A questo punto però è legittimo domandarsi se il rilevatore di presenze, così come concepito attualmente, sia sempre compatibile con diritti del lavoratore pubblico, quali ad esempio quello alla dignità e alla privacy. Il Jobs Act, di cui moltissimo si è parlato in questi ultimi anni, ha avuto lo scopo – tra gli altri – di porre rilevanti modifiche legislative, in tema di controllo delle presenze. La legge in oggetto ha cercato quindi di bilanciare esigenze divergenti, da una parte quella del controllo degli accessi, dall’altra quella della tutela del diritto alla riservatezza. Pertanto, è stato fissato che i controlli e le modalità di installazione di un rilevatore di presenze debbono essere oggetto di un preventivo accordo sindacale o, in alternativa, deve sussistere un’autorizzazione da parte dell’Ispettorato del Lavoro.
La finalità di tale previsione è evidente: l’accordo o l’autorizzazione mira a far sì che, fin dal principio, siano rispettare le norme di riferimento in materia di controlli e privacy, senza rischi di pregiudizio per i diritti dei lavoratori pubblici.

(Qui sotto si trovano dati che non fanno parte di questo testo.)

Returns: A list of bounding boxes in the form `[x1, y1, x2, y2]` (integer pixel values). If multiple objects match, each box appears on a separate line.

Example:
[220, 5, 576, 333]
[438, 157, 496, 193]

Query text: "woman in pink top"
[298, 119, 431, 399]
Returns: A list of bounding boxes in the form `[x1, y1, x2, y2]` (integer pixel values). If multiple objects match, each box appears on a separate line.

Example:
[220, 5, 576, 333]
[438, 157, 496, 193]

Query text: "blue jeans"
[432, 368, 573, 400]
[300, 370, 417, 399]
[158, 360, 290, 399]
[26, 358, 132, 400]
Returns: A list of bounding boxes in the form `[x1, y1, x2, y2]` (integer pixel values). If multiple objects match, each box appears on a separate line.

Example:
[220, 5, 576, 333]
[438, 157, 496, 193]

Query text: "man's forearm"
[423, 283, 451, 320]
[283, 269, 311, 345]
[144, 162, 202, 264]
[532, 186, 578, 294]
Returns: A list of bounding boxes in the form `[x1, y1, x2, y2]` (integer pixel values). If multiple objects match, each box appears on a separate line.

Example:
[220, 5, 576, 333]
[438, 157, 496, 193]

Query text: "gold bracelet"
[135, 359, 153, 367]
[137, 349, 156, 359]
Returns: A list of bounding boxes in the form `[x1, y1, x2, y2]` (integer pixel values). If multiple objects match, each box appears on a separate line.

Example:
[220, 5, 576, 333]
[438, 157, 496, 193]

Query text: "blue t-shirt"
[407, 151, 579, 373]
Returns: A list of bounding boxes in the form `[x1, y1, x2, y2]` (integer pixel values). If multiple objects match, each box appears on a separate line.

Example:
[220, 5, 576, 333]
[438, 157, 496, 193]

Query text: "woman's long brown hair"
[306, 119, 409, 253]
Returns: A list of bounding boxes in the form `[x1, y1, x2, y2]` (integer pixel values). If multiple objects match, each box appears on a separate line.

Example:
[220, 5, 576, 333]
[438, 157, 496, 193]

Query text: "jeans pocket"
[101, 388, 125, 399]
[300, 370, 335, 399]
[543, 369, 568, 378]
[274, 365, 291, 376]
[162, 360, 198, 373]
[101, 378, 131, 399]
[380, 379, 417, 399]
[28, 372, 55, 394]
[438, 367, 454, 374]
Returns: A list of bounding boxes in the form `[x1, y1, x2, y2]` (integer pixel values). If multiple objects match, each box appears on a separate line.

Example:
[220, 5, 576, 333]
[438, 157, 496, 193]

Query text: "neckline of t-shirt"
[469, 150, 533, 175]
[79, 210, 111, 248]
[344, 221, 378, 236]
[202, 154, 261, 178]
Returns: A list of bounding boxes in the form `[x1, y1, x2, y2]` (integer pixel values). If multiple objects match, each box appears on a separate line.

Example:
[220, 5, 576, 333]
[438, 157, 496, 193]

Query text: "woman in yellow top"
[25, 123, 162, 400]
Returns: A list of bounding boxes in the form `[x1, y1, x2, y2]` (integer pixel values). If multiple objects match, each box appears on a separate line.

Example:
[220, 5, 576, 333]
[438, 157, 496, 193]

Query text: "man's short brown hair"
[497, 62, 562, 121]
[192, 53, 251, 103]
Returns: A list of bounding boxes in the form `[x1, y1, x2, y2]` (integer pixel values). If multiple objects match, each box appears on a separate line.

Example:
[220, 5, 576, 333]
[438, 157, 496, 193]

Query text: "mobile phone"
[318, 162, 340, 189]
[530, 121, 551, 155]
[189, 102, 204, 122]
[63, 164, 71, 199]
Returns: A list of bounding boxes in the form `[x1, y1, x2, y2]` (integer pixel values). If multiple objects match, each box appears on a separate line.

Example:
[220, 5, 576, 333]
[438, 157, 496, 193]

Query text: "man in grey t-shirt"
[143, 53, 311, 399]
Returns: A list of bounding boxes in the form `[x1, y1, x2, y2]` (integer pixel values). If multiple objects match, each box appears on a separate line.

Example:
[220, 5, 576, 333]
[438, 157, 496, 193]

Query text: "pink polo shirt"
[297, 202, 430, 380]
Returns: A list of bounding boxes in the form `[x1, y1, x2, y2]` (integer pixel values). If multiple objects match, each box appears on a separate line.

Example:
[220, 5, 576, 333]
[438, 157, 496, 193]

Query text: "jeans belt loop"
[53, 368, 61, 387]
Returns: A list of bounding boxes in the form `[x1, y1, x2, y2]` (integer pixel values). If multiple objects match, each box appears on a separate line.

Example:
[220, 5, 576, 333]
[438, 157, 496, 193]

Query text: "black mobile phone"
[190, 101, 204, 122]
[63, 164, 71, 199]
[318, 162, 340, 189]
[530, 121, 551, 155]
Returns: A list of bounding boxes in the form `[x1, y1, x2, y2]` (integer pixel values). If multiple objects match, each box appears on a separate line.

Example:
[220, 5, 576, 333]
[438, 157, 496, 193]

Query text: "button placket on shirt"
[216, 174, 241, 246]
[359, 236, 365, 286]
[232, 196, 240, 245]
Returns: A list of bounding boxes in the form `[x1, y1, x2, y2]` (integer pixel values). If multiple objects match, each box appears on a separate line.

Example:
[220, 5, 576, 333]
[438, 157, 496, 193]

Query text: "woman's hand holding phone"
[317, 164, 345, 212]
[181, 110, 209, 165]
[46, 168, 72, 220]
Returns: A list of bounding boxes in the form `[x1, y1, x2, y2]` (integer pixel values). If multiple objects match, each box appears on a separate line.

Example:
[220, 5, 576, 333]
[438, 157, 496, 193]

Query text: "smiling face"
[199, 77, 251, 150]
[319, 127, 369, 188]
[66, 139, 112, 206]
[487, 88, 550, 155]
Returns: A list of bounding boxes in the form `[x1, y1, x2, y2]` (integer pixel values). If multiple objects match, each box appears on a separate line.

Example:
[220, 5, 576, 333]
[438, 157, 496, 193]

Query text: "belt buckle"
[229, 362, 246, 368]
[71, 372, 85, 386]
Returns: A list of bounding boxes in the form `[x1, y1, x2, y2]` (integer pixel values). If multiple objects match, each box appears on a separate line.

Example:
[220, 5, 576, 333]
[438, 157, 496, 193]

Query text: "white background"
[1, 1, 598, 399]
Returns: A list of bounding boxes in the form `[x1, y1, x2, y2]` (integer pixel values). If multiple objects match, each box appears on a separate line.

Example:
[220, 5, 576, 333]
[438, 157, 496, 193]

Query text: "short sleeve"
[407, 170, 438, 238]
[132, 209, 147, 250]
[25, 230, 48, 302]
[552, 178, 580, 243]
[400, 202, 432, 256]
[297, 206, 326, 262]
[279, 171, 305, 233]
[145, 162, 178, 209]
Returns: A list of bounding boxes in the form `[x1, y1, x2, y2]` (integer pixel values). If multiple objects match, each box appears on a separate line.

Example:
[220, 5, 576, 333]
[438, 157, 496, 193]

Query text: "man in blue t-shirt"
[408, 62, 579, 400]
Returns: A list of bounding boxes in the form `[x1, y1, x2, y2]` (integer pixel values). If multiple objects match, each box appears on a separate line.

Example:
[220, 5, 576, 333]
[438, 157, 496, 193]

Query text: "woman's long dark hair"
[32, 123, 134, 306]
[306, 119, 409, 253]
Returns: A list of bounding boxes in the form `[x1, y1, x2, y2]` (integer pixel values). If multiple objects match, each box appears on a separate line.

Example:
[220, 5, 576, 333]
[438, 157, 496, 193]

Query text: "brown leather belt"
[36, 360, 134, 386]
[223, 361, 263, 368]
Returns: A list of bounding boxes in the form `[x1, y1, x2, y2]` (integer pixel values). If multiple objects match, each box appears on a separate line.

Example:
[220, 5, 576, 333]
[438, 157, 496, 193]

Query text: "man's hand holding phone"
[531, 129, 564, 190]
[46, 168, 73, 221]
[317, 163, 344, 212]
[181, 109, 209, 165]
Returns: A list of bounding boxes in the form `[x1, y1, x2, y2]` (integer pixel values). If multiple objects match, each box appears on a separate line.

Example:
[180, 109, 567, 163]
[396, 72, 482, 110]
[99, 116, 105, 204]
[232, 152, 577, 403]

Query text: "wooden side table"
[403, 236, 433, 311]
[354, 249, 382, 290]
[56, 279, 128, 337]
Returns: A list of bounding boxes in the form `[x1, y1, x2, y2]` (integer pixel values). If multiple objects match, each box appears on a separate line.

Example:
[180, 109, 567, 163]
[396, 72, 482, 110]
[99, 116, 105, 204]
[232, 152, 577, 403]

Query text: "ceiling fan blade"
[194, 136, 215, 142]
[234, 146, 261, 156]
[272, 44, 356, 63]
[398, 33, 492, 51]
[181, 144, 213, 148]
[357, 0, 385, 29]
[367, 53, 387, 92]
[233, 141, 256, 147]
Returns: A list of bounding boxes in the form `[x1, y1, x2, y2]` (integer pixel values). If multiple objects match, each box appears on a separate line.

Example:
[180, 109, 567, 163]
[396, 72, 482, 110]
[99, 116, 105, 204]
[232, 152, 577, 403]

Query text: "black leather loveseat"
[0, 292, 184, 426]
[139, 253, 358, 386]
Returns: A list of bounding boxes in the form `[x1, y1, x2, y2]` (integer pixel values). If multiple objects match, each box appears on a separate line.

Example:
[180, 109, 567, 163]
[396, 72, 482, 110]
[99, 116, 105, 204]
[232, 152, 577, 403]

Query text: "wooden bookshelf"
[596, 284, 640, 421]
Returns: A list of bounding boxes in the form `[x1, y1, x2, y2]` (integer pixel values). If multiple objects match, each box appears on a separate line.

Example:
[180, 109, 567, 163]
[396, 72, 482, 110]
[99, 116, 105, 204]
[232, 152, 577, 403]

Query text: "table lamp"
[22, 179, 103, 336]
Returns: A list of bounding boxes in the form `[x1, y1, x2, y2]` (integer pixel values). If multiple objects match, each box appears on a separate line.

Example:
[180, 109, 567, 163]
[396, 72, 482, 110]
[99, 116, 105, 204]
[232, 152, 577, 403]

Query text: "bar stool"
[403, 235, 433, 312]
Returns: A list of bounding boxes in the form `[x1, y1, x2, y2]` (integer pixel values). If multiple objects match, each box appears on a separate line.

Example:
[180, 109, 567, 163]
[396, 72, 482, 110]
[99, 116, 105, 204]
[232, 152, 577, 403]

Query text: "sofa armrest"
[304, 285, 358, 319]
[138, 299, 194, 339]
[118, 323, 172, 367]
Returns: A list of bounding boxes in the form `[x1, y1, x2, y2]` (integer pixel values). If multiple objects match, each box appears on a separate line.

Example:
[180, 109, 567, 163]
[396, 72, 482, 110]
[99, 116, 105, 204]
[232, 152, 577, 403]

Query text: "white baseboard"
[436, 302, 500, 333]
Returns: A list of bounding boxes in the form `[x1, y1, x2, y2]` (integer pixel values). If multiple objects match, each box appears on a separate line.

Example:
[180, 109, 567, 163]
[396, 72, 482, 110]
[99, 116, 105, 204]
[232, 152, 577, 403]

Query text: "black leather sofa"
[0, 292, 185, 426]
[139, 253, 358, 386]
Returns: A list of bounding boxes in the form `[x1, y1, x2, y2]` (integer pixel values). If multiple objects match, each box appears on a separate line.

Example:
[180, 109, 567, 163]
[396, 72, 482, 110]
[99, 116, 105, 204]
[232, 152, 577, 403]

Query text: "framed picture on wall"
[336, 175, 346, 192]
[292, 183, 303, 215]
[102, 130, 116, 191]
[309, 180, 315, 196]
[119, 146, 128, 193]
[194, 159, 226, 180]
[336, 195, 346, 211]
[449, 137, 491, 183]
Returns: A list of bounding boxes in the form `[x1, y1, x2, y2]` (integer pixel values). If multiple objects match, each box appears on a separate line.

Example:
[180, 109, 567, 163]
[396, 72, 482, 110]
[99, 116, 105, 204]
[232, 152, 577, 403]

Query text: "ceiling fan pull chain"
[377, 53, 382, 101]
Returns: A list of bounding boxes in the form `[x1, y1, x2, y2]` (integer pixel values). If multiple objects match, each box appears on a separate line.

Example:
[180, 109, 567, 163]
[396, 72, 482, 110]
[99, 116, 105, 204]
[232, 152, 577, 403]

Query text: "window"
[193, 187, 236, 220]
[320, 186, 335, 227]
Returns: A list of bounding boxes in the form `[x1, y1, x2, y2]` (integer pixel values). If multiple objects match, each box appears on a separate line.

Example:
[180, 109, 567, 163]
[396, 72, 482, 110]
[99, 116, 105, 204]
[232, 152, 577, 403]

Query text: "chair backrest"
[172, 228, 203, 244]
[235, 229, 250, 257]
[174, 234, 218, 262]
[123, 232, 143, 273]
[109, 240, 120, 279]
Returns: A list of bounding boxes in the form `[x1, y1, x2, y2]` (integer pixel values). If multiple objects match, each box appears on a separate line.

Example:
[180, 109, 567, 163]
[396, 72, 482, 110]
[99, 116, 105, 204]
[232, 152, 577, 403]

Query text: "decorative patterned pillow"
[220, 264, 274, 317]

In sintesi, la legge fissa che, se il rilevatore di presenze memorizza esclusivamente gli orari di entrata ed uscita del lavoratore, l’uso è legittimo e conforme alla legge vigente soltanto laddove la PA abbia previamente informato il lavoratore sull’esistenza di tali meccanismi di controllo. Se, invece, il rilevatore di presenze utilizzato consente anche di rilevare e memorizzare gli spostamenti del dipendente pubblico – sia dentro il luogo di lavoro, sia fuori – allora alla base dovrà esserci, obbligatoriamente, o un accordo sindacale in merito oppure un’autorizzazione del locale Ispettorato del Lavoro.